Tidak ada jawaban yang benar. Tapi ada jawaban yang jujur.
Tantangan Terakhir
Hari ini—sebelum tidur—lakukan satu percakapan di mana Anda sepenuhnya hadir.
Tidak ada ponsel. Tidak ada distraksi. Tidak ada agenda.
Hanya Anda dan satu orang lain.
Dan dengarkan.
Benar-benar dengarkan.
Lihat apa yang terjadi.
Seperti yang Murphy tulis:
"Ketika Anda benar-benar mendengarkan seseorang, Anda memberi mereka ruang untuk menjadi diri mereka sendiri. Dan di ruang itu, keajaiban terjadi—koneksi yang nyata, pemahaman yang dalam, dan perasaan bahwa kita tidak sendirian di dunia ini."
Dunia butuh lebih banyak orang yang mendengarkan.
Mungkin itu bisa dimulai dengan Anda.
Hari ini.
Sekarang.
Tentang Buku Asli
"You're Not Listening: What You're Missing and Why It Matters" diterbitkan pada tahun 2020 dan langsung menjadi bestseller.
Kate Murphy adalah jurnalis pemenang penghargaan yang menulis untuk The New York Times, The Economist, dan Agence France-Presse. Dia telah meliput berbagai topik mulai dari kesehatan, teknologi, hingga sains.
Buku ini lahir dari observasi Murphy tentang bagaimana orang semakin buruk dalam mendengarkan—termasuk dirinya sendiri. Dia menghabiskan lima tahun melakukan ratusan wawancara dengan ahli dari berbagai bidang: neuroscientist, psikolog, terapis pernikahan, negosiator FBI, agen CIA, bartender, penata rambut, dan orang-orang biasa yang punya cerita tentang didengarkan atau tidak didengarkan.
Buku ini mendapat pujian dari berbagai publikasi termasuk The New York Times, The Washington Post, dan NPR. Banyak pembaca mengatakan buku ini mengubah cara mereka berkomunikasi—baik dalam pekerjaan maupun hubungan personal.
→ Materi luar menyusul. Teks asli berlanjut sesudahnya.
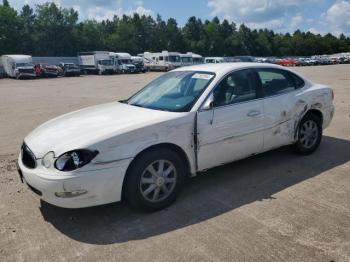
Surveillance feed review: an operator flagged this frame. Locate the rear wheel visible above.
[125,149,185,211]
[293,113,322,155]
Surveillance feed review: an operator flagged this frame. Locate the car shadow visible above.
[40,136,350,245]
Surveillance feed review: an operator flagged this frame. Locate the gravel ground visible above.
[0,65,350,262]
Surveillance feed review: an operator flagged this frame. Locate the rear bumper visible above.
[322,105,335,129]
[18,156,130,208]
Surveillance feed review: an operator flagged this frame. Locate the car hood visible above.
[24,102,184,158]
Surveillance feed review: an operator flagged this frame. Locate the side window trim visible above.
[211,67,263,109]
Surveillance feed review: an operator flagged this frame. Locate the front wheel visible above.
[126,149,185,211]
[292,114,322,155]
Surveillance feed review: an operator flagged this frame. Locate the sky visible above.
[9,0,350,35]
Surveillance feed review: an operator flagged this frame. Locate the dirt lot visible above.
[0,65,350,262]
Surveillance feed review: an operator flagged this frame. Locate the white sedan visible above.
[18,63,334,211]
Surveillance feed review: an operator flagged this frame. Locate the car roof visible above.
[173,62,285,75]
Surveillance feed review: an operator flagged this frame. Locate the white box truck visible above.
[78,51,115,75]
[116,53,136,73]
[186,52,204,65]
[1,55,36,79]
[143,51,182,71]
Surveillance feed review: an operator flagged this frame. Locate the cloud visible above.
[208,0,317,30]
[10,0,154,21]
[322,0,350,34]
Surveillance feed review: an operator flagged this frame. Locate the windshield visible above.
[98,60,113,65]
[16,63,33,67]
[121,59,132,64]
[65,64,78,68]
[181,57,192,63]
[128,71,215,112]
[169,55,180,62]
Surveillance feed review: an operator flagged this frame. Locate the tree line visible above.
[0,0,350,56]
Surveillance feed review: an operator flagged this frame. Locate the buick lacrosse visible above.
[18,63,334,211]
Untuk pemahaman lengkap tentang seni dan sains mendengarkan, sangat disarankan membaca buku aslinya. Murphy menulis dengan gaya jurnalistik yang engaging, penuh dengan anekdot menarik, riset yang solid, dan insight yang akan membuat Anda melihat setiap percakapan dengan cara yang berbeda.
Ringkasan ini menangkap ide-ide inti dan pelajaran praktis, tetapi pengalaman penuh dari storytelling Murphy—dan transformasi yang dia tawarkan—hanya bisa didapat dari membaca buku lengkapnya.
Sekarang tutup layar ini.
Dan pergilah mendengarkan seseorang.
Benar-benar mendengarkan.
Karena seperti yang Murphy buktikan: Di dunia yang penuh dengan noise, mendengarkan adalah superpower.
Dan dunia membutuhkan lebih banyak superhero.